Rafael looked from Colin to the girl and back.
“Can that, will you Jack?” he pleaded. “The lady will excuse you.” A wave of resentment made Terry flush as she caught the slur in ‘the lady.’ “I tell you Michaels means it. He won’t wait till tomorrow.”
Colin shook his head impatiently. “Please forgive this unwelcome interlude, Terry,” he said pompously. “It’s the price one must pay.” He turned to Rafael. “All right, Sam. Go to Michaels. Tell him if he won’t renew Shayne’s contract at two thousand, he can go to hell. Tell him I said so and tell him that Apex’ll be goddam glad to pay it. You must be an awful sap letting a guy like Michaels put it over on you. He knows damn well Shayne is worth two thousand to any studio in town.”
Rafael looked dubious. “You really think it’ll work, Jack? I’m not so sure.”
“You’re not sure! What do you know about it? Letting Michaels pull stuff like that! Who the hell’s he think he’s fooling around with?”
Rafael rose to go. “I hope you’re right, Jack. I’ll see you in the morning.” A pasty grin spread over his face as he turned to Terry. “Good night Miss—or—”
“Stafford,” Terry said shortly.
“Glad to have met you.”
Terry saw him smirk at Colin as he turned to leave.
When Rafael was gone, Colin finished his drink. It restored him quickly to his former mood.
“It’s as I was saying, Terry,” he said. “Sometimes men have dreams in their hearts but the world won’t let them bring those dreams to beautiful life. A man’s soul doesn’t really belong to him then.”
Terry took a cigarette from the pack on the table. Colin held a match to it. With her other hand she held her glass. That left neither hand free for him to dampen with his moist paws.
“I understand, Jack,” she said mechanically, feeling strangely stupid and uncertain that she could carry on with the game.
“I knew you would, my dear,” Colin continued. “There’s something fine about you that’s different. You can see things like that where others can’t.”
4
She wished she could bring things to a head, ask for what she wanted and get it over with one way or another. But would it be wise to throw a wrench into the machinery now by dragging sordid materialism into the spirituality he was parading?
He looked vaguely about the half dark room and seemed to decide he could develop his mood no further in that atmosphere.
“Shall we go?” he asked suddenly.
She nodded her head in a way that told him his every wish was her command. They stepped out into the night. A sedan was waiting, a huge, black car half a block long. The chauffeur came scuttling out to open the door for her, and she slid lithely into the roomy back, nestling into a corner of the wide seat and staring straight forward at the black, sleek hair of the chauffeur.
Colin moved in close to her side. He slipped a hand possessively round her waist.

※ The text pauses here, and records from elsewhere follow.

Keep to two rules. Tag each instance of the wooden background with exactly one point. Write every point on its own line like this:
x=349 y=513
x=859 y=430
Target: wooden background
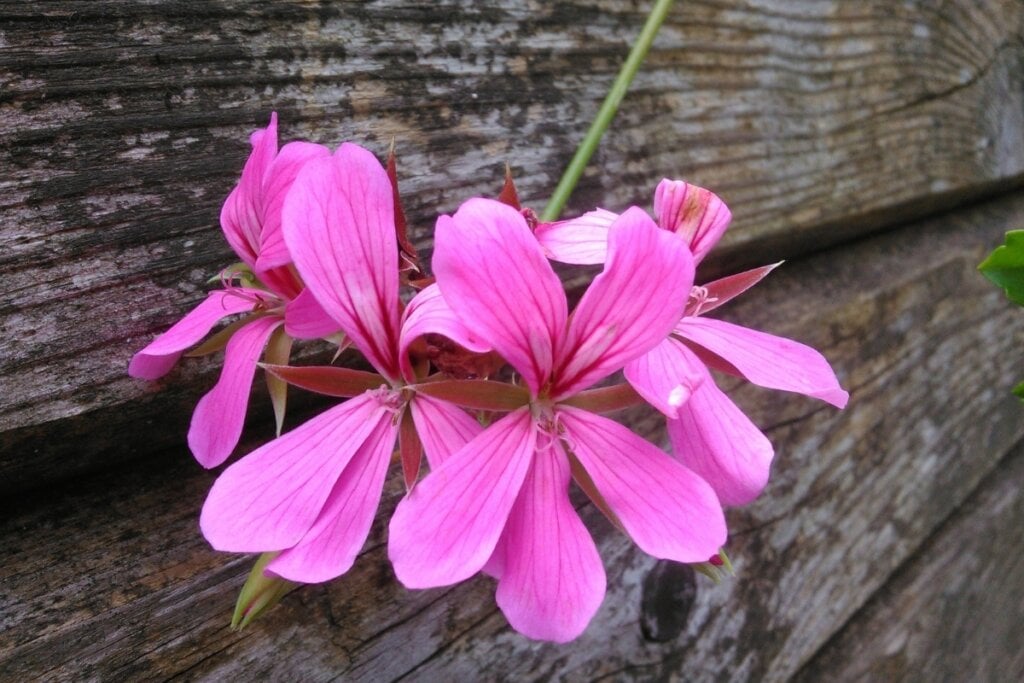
x=878 y=145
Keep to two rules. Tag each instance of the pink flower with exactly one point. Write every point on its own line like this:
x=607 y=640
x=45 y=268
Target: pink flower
x=251 y=221
x=709 y=432
x=501 y=502
x=312 y=493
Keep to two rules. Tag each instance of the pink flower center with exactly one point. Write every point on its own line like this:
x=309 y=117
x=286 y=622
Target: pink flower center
x=699 y=297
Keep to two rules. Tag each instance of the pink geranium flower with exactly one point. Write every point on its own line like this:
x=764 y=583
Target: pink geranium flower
x=312 y=493
x=709 y=432
x=251 y=221
x=501 y=502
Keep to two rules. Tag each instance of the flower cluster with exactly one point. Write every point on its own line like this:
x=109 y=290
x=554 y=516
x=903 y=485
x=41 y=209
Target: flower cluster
x=486 y=373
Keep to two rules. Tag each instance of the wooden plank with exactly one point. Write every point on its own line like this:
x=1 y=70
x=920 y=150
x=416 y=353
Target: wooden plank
x=952 y=613
x=125 y=125
x=114 y=581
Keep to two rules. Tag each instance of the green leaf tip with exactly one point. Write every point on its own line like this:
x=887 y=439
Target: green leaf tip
x=260 y=593
x=1005 y=266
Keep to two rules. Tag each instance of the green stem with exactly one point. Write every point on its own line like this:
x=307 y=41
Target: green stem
x=607 y=112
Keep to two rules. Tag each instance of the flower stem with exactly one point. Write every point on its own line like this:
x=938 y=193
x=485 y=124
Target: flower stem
x=607 y=111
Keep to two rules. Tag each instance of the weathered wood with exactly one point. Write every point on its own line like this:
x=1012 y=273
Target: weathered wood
x=125 y=124
x=954 y=612
x=114 y=581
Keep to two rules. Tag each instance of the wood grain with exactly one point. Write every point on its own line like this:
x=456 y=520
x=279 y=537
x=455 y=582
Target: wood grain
x=125 y=124
x=954 y=612
x=112 y=580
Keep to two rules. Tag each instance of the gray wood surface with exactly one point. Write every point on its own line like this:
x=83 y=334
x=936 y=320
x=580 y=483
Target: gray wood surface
x=954 y=612
x=125 y=124
x=113 y=581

“You’re so lovely, Terry,” he murmured.
She forced herself not to blurt out, Don’t you know you said that a little while ago? Instead she forced herself to smile, hoping he’d let it go at that.

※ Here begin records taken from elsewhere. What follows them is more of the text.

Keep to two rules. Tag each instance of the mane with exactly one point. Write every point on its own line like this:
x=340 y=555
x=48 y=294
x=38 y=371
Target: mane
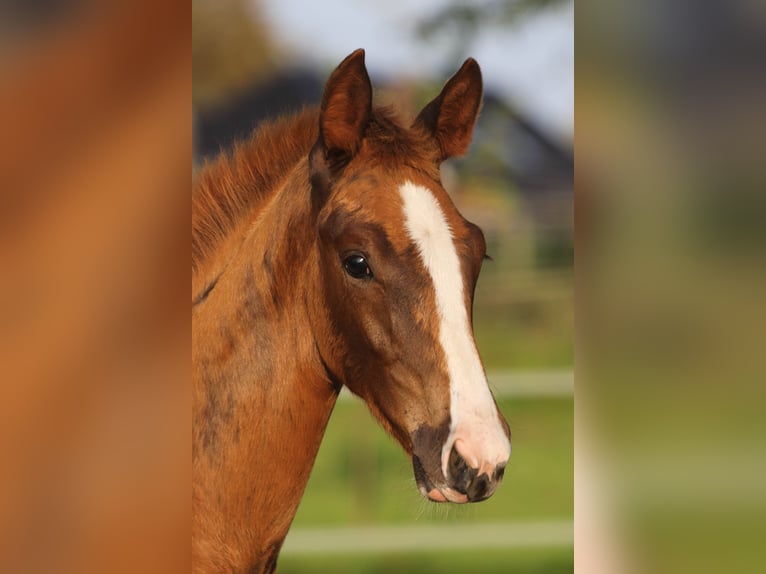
x=235 y=183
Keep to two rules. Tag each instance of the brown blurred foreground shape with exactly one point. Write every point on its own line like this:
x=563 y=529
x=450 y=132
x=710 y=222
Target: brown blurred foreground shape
x=94 y=165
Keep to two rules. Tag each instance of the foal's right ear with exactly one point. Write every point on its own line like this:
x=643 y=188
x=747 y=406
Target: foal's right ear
x=450 y=117
x=343 y=117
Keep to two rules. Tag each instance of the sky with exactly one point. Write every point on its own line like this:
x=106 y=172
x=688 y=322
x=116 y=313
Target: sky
x=530 y=64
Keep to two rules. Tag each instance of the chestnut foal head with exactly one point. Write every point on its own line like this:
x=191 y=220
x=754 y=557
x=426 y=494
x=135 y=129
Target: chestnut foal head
x=397 y=269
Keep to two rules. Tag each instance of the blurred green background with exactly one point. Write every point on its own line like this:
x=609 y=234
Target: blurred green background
x=361 y=511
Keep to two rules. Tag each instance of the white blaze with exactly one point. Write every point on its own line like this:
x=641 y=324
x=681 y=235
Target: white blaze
x=473 y=414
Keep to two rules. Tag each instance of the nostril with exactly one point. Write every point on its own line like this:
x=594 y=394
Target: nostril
x=479 y=487
x=460 y=473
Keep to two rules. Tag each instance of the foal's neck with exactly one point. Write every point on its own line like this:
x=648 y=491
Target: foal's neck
x=261 y=396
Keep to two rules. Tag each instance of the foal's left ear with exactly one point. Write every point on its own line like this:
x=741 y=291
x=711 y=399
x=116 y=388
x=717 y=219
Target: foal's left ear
x=346 y=107
x=450 y=116
x=343 y=117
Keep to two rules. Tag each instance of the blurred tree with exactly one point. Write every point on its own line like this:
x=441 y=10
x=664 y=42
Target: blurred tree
x=463 y=20
x=231 y=48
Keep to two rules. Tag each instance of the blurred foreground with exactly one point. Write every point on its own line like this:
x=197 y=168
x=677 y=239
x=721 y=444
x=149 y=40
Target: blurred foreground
x=671 y=280
x=94 y=167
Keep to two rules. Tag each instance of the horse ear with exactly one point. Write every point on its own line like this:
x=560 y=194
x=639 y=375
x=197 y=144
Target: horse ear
x=346 y=107
x=450 y=117
x=343 y=116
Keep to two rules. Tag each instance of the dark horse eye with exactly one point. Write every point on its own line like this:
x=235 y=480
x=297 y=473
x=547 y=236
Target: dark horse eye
x=356 y=266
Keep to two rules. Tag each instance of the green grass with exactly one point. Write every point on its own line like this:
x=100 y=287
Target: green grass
x=537 y=561
x=362 y=477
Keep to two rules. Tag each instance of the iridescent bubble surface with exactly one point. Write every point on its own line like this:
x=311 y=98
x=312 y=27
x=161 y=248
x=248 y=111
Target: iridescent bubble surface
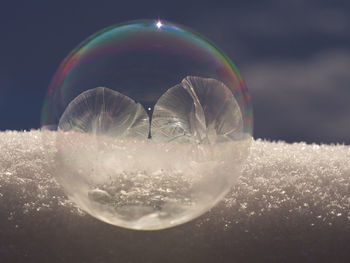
x=153 y=123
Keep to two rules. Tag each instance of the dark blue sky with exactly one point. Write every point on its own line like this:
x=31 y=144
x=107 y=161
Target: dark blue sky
x=293 y=55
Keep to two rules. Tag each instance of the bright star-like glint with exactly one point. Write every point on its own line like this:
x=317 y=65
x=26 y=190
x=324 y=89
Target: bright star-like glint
x=159 y=24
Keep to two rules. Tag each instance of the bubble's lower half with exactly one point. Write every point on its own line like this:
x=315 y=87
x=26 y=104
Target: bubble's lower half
x=142 y=184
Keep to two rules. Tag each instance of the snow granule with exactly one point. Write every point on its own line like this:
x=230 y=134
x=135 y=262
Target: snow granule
x=291 y=204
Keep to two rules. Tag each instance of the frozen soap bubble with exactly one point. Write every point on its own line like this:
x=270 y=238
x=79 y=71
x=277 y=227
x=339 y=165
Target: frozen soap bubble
x=153 y=124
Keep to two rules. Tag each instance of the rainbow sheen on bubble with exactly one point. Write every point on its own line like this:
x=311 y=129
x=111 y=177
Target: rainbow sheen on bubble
x=153 y=124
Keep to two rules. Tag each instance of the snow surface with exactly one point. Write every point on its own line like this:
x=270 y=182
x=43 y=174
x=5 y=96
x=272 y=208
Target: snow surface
x=292 y=204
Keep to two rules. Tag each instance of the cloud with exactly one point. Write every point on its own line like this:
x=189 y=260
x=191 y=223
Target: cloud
x=305 y=99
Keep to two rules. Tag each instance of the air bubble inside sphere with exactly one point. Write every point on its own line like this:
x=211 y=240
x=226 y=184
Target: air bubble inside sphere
x=153 y=124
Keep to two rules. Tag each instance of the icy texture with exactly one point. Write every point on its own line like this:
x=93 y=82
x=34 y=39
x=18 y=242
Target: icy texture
x=105 y=111
x=111 y=170
x=197 y=110
x=291 y=204
x=142 y=184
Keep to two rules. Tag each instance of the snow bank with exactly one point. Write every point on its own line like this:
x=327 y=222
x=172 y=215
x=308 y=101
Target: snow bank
x=292 y=204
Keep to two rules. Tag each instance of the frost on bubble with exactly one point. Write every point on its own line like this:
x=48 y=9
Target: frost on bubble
x=102 y=111
x=201 y=110
x=110 y=169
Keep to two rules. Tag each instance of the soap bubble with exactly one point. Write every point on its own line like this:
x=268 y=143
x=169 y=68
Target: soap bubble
x=153 y=124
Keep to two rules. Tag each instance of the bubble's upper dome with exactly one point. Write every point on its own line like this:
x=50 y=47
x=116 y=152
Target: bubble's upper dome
x=141 y=59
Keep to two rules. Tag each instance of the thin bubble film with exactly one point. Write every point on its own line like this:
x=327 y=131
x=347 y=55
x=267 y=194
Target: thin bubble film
x=115 y=101
x=291 y=204
x=141 y=60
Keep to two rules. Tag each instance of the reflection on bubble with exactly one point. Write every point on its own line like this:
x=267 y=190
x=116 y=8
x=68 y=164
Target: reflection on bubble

He didn’t. He moved closer to her, practically flattening her against the side of the car, and he pressed his rubbery lips on her mouth. At first her head moved back instinctively, then, fearing he would notice, she remained passively inert. She did not want to offend Colin.

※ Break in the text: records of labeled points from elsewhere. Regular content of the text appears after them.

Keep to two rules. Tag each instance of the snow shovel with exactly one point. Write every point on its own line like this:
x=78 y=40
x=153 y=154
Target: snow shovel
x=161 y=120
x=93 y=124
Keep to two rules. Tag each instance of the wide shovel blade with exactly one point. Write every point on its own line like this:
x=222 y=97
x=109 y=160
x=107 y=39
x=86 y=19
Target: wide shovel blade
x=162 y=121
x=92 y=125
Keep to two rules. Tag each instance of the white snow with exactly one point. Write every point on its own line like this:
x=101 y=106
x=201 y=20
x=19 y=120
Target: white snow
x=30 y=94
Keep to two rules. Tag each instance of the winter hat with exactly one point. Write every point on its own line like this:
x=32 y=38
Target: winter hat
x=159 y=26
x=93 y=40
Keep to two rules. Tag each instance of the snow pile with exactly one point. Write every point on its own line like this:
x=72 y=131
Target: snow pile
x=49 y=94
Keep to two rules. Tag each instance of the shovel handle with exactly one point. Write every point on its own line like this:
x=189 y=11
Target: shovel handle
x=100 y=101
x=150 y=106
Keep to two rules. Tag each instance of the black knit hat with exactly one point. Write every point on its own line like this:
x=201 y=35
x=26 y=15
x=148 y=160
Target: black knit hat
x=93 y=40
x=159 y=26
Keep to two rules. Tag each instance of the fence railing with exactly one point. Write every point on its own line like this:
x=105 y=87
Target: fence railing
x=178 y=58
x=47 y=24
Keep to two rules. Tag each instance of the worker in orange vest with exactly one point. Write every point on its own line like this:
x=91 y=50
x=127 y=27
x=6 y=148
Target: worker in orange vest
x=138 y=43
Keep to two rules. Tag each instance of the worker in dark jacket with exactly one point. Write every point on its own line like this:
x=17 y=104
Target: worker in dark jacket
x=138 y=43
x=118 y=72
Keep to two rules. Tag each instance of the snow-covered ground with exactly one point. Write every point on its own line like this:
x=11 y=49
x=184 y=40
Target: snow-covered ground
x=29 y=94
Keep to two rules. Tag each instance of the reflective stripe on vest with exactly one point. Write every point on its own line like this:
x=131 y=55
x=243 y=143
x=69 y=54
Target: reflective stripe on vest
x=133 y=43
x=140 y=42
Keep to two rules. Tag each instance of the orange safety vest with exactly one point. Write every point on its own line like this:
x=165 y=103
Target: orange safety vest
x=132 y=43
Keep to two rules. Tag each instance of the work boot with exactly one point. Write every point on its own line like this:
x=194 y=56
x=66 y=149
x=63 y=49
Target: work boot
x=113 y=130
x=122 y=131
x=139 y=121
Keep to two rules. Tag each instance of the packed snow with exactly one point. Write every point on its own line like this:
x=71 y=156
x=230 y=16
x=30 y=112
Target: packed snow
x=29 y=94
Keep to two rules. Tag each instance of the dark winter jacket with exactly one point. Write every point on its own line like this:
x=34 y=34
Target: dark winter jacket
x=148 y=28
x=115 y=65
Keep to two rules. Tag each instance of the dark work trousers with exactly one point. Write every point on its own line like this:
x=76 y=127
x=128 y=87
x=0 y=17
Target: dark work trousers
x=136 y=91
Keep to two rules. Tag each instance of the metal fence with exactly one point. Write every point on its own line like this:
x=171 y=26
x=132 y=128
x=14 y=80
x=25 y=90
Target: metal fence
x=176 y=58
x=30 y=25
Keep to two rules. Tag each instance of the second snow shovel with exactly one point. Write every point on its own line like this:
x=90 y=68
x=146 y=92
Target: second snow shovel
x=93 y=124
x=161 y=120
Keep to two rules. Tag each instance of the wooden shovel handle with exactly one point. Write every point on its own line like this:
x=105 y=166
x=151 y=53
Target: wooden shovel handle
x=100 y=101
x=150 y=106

His lips clung to hers. His hand roamed upward from her waist to her bare back, then began to wander past her left side until the groping fingers just barely touched the curve of her breast. She felt sharp inner disgust at the contact, but she did not remove the hand, nor did she give any hint of welcoming the caress.
After a moment that threatened to be prolonged forever, he removed his lips from hers, let the hand drop from her breast, and sighed deeply. She said nothing. He drew his features into the melancholy, faintly ridiculous expression which she knew was the precursor of more talk about his soul.